I purchased a 4 y.o Haflinger mare in 2001 called Oxnead Nice One.

I bought her with the intention of doing endurance but unfortunately she suffered a tiny hairline fracture to her leg and wasn't up to the job.

I kept her for another couple of years but put her out on loan in April 2004 to a lady in London. In December 2005 this lady decided I had to have her back as she was moving to Scotland. As we had no space at our livery yard I decided to sell her.

She was sold to a lady and her daughter and they re-named her Maddie.  Unfortunately, they decided she was too much for them after a month and sold her on. I didn't find this out until a couple of years ago and was annoyed as I had said that if she was ever up for sale, I would like first refusal so I knew where she was.

I would dearly love to find out if she's ok and get in touch with the current owners.
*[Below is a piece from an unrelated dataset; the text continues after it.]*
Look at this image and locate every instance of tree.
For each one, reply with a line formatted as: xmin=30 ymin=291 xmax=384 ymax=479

I have tried the Haflinger society and the passport agency but she is still registered in my name.

She is 14 y.o, about 14.1hh with a stripe down her nose. She is freezemarked on her right hand shouder with the letters 44A.
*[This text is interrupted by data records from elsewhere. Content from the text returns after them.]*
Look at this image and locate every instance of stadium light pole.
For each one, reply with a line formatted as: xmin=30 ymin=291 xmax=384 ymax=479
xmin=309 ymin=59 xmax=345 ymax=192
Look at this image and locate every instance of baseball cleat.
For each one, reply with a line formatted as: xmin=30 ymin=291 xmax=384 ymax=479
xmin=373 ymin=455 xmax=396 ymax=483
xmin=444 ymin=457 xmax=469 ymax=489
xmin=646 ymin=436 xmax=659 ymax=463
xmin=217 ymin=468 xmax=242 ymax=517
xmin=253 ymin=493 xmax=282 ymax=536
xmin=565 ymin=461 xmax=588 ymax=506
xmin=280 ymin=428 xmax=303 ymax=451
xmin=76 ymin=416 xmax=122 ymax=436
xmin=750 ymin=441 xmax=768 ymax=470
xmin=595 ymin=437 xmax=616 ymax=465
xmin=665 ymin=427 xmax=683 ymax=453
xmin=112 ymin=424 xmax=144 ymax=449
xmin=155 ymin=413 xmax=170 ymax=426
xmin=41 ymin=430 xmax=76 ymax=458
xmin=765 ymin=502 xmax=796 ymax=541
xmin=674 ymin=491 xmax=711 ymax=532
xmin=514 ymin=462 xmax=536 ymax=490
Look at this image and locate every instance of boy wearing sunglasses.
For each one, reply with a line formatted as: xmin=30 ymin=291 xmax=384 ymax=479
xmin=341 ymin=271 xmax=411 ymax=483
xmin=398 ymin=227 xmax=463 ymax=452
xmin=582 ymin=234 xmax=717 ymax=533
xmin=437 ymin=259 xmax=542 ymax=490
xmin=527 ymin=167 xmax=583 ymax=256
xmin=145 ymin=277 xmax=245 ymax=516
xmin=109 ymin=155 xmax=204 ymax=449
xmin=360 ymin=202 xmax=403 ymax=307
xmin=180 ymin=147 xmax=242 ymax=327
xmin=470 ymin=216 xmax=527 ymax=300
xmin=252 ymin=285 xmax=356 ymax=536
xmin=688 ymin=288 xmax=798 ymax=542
Fingers crossed that someone knows her whereabouts.


----------



## cally6008 (4 March 2011)

Her "Oxnead Nice One" name brings up a Weatherbys ID Passport and a Haflinger passport.

Her freezemark takes it to the Weatherbys ID Passport details which has your EGB competition name attached to it.

Have you tried getting in touch with Freezemark.biz to see they have updated details for the freezemark ?


----------



## Mitchyden (4 March 2011)

I have been onto Freezemark and she's still registered to me.

It's interesting about the passports though as I registered her with Weatherby's as it was cheaper so the new owner must have registered her again with The Haflinger Society.  When I spoke to them they told me she was still owned by me so not sure what's happening here.

Just proves the passport system doesn't work though!

Thanks for your help.


----------



## olli (4 January 2013)

Hi my mum owns oxnead nice one ( honey) x


----------



## wytsend (6 January 2013)

Perhaps you ought to send a message to the passported owner...as it is two years since the last post on this thread.  Contact the Haflinger Society...they seem to have the address.


----------



## Mitchyden (8 January 2013)

I've received a message from Olli and have replied.

I can't believe it, I didn't think I'd ever hear about her again! I'm over the moon and hopefully it means I'll always know where she is.

Olli - If your mum ever wants / needs to sell her please let me know first.


----------



## FlaxenPony05 (8 January 2013)

Great news


----------